The window is closing for Southwest Colorado residents to comment on future management of the area’s public lands. The comment period for the San Juan Public Lands Draft Land Management Plan Revision ends April 11.

The plan guides long-term management for the 2.4 million acres of Bureau of Land Management and national forest lands in Southwestern Colorado. The current plan has been in place since 1983, and there is widespread agreement that it is hopelessly outdated. Since 1983, recreation and oil and gas development have boomed and fuels reduction has largely replaced traditional logging.

“The revision is really looking for balance,” said Thurman Wilson, assistant manager of the San Juan Public Lands Center. “Probably the biggest thing that came out of the public involvement was a desire to preserve our large, undeveloped areas while maintaining some of the traditional uses.”
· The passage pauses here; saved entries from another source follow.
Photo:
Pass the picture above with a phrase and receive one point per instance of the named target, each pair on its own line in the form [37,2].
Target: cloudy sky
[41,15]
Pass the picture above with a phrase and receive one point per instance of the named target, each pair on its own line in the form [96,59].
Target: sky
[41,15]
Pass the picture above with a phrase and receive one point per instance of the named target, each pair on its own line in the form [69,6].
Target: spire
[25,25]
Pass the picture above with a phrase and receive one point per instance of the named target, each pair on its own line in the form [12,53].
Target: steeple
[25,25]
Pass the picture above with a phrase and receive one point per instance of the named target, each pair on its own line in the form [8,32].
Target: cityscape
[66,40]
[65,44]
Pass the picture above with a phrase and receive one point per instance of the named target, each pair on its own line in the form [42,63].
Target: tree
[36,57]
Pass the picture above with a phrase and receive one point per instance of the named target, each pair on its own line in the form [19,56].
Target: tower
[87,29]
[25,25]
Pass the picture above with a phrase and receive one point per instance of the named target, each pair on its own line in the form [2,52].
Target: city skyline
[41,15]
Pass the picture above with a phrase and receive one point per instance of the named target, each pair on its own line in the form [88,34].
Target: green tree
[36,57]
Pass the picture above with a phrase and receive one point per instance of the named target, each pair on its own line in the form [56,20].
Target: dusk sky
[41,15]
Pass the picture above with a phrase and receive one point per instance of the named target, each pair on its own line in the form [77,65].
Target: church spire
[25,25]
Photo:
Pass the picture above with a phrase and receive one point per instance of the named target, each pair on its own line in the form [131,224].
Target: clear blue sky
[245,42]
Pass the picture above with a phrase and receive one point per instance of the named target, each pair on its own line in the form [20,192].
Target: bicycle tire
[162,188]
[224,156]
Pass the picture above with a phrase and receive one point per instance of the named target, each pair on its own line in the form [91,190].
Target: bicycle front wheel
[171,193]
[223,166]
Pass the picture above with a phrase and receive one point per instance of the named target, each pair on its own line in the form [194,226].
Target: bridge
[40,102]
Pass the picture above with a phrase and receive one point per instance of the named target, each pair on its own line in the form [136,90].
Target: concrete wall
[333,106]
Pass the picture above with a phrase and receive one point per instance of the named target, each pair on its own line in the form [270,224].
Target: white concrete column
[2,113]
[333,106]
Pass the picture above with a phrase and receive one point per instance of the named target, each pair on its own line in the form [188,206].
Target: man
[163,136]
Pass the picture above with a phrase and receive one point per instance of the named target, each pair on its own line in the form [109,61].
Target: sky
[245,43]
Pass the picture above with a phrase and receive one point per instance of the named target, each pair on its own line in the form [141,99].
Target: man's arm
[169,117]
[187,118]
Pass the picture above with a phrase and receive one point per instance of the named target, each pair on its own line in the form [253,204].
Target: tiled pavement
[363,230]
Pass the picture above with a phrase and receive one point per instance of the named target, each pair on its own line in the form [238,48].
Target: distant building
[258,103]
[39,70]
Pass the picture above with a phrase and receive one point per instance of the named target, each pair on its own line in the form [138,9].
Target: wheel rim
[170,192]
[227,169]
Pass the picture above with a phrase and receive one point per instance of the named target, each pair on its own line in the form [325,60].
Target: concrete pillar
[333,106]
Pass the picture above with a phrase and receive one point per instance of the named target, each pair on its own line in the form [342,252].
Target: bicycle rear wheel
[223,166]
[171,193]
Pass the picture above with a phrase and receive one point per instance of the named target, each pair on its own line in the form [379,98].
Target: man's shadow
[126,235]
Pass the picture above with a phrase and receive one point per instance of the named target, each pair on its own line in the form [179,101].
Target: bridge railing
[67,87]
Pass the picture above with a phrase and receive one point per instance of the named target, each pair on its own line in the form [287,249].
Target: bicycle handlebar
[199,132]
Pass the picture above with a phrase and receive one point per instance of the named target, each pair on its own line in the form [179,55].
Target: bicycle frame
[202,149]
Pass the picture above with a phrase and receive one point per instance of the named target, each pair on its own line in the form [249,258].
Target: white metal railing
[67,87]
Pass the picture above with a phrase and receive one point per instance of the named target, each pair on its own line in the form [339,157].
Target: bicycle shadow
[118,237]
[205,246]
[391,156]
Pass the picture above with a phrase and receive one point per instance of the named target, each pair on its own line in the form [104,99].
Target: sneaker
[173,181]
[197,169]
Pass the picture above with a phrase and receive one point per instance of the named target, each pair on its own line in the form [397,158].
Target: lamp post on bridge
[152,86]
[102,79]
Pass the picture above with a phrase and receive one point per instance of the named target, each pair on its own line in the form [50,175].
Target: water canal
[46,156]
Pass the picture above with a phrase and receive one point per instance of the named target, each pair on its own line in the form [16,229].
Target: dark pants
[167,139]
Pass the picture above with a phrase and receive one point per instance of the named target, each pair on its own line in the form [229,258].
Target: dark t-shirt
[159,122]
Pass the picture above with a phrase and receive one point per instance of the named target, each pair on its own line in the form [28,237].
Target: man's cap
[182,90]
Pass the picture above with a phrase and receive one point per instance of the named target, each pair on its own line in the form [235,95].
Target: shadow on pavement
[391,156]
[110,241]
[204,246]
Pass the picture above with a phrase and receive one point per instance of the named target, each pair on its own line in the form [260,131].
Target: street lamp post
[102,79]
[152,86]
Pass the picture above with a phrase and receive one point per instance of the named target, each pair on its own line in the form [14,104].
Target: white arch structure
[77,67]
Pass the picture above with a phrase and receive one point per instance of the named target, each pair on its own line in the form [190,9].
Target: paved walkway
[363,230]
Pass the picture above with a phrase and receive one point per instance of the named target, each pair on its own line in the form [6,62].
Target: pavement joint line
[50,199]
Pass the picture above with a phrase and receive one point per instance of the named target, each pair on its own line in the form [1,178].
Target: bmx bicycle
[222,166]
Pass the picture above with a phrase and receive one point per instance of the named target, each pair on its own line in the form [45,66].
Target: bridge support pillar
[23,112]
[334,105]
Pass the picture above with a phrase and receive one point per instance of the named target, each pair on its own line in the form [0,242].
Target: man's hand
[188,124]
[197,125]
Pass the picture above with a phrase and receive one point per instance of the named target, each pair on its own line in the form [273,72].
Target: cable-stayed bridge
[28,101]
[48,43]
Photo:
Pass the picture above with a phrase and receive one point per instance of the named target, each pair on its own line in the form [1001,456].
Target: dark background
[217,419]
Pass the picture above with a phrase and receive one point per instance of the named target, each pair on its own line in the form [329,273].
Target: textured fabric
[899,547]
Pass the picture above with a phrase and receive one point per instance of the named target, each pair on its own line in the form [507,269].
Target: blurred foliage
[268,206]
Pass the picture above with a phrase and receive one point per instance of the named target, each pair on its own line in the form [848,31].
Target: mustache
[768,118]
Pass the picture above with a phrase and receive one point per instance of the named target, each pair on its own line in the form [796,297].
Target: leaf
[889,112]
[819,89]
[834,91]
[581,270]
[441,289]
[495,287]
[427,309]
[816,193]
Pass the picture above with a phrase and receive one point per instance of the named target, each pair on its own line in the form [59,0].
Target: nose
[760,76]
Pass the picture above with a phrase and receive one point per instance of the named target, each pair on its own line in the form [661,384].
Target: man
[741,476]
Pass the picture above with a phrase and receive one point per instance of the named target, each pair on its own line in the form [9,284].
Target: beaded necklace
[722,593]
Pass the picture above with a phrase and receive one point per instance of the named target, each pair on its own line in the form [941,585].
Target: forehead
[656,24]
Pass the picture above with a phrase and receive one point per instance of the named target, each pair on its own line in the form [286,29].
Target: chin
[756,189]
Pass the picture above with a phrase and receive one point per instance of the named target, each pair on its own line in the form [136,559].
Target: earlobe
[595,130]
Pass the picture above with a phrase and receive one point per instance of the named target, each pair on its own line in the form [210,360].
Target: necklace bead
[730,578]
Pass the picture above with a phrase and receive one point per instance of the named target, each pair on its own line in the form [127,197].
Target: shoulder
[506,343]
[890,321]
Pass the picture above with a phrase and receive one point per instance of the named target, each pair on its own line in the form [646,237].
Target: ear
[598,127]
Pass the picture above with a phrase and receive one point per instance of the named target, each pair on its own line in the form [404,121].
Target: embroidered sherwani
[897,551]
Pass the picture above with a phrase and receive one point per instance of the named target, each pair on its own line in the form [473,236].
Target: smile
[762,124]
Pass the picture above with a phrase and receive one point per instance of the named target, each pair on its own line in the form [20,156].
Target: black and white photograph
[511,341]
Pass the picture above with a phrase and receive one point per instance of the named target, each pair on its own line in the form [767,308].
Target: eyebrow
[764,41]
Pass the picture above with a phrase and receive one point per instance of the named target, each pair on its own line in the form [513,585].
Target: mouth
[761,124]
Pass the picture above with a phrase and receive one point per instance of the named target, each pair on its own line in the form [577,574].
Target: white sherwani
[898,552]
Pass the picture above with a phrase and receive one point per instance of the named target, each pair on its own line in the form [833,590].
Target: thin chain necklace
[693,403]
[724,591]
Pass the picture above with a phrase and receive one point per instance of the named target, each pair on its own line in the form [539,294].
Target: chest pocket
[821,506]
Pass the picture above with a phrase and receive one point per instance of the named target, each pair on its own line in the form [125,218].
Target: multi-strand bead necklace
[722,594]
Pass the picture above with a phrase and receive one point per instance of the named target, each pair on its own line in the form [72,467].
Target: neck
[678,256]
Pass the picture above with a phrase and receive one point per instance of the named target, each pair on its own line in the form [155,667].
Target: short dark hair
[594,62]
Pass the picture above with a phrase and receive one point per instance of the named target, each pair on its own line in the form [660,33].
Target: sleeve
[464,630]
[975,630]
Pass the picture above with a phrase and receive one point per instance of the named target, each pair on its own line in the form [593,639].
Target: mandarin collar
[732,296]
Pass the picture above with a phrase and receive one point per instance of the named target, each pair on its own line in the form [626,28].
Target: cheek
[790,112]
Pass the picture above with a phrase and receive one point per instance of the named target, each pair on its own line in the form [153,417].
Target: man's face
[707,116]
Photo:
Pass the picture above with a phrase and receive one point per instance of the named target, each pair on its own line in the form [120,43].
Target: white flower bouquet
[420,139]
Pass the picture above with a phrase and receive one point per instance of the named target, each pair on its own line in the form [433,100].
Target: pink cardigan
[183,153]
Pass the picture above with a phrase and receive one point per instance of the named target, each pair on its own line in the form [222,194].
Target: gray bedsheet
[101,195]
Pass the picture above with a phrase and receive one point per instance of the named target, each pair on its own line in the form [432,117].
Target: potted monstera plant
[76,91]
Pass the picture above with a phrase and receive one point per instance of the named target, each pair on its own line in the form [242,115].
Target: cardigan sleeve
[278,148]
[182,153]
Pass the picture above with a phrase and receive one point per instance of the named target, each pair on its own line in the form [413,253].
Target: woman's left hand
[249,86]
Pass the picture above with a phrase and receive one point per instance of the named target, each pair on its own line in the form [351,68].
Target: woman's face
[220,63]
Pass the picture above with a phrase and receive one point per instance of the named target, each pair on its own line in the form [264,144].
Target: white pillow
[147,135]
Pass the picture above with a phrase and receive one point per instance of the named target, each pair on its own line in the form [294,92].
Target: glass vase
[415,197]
The proposed revision addresses a wide spectrum of public lands issues – oil and gas leasing; public lands grazing; the creation of a West Hermosa Wilderness; Wild and Scenic Rivers; and more. The public now has just one more week to decide whether the agency has accomplished its goal. Public comments on the draft plan will be accepted through March 12 and can be submitted at, where the entire plan is also available for review. Written comments can also be faxed to (916) 456-6724 or mailed to: San Juan Plan Revision, P.O. Box 162909, Sacramento, CA 95816-2909.

Center of SW Studies taps director

Kevin Britz has been named as the new director of the Center of Southwest Studies at Fort Lewis College. He replaces interim director Jeanne Brako.

Britz has experience with historical organizations across the nation. In 1982, he worked as museum curator, and later as deputy director, for the Stearns County Historical Society in Minnesota. He moved on to The High Desert Museum in Oregon, where he served as director of exhibits, senior curator and vice president for programs. Britz will start work in Durango this July.

“We are delighted with the selection of Dr. Kevin Britz for the CSWS directorship,” said John Ninnemann, dean of FLC’s School of Natural and Behavioral Sciences. “Kevin impressed everyone with a clear understanding and vision for the center consistent with that of the Advisory Board and staff. He is a proven team builder and fund-raiser, bringing with him ambitious but realistic goals for the center.”

The Center of Southwest Studies at Fort Lewis College was established in 1964 as the first Southwest Studies center in the nation. The institution serves as a museum and a research facility and is responsible for an interdisciplinary Southwest curriculum.